The 12-month forecast is highly bifurcated with three distinct scenarios. The Base Case (50% probability) sees the stock between $70 and $110 as growth materializes slowly, leading to multiple compression. The Bull Case (25% probability), requiring flawless execution, targets $150 to $200 if the company hits its $196M revenue projection. The Bear Case (25% probability), triggered by continued fundamental decline, sees the stock falling to $30 to $50. The most likely outcome is the Base Case, where the company shows modest improvement but fails to justify its current premium, resulting in a significant price correction from current levels over the medium term.

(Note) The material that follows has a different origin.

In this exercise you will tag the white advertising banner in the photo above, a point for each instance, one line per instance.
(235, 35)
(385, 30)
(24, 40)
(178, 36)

AEHR is dramatically overvalued based on current fundamentals. The trailing Price-to-Sales ratio of 4.79 is elevated, but the Enterprise Value-to-Sales multiple of 79.05 is astronomical, indicating the market is pricing in explosive future growth far beyond the company's $9.88M quarterly revenue run rate. Compared to its own history, the current PS ratio is near the lower end of its recent wild range (high of 69.83 in late 2025), but this reflects a cooling from peak speculation, not value. The valuation implies the market expects near-perfect execution to achieve the analyst's $196M revenue target, a scenario with low probability given recent trends.

AEHR is not a good buy for most investors at current levels. While the AI-driven narrative is compelling and recent booking news is positive, the stock trades at an extreme valuation (EV/Sales 79.05) after a 900%+ run, completely disconnected from deteriorating fundamentals like a -26.53% revenue decline and significant cash burn. It could be a speculative buy only for investors with a very high risk tolerance, a short-term trading mindset, and the conviction that the company will immediately and dramatically reverse its financial trajectory in the next quarter. For long-term investors seeking fundamentals-based opportunities, it is a clear avoid until proof of execution emerges.

AEHR is unsuitable for traditional long-term investment given its lack of profitability, cash burn, and speculative valuation. Its high beta (3.271) and news-driven price action make it a vehicle for short-term trading or tactical speculation. The suggested minimum holding period is measured in weeks or months, tied directly to earnings cycles and order announcements. Long-term investors should avoid until the company demonstrates at least four consecutive quarters of sustainable revenue growth, margin expansion, and a path to positive free cash flow. Currently, it is purely a trade on the AI narrative, not an investment in a stable business.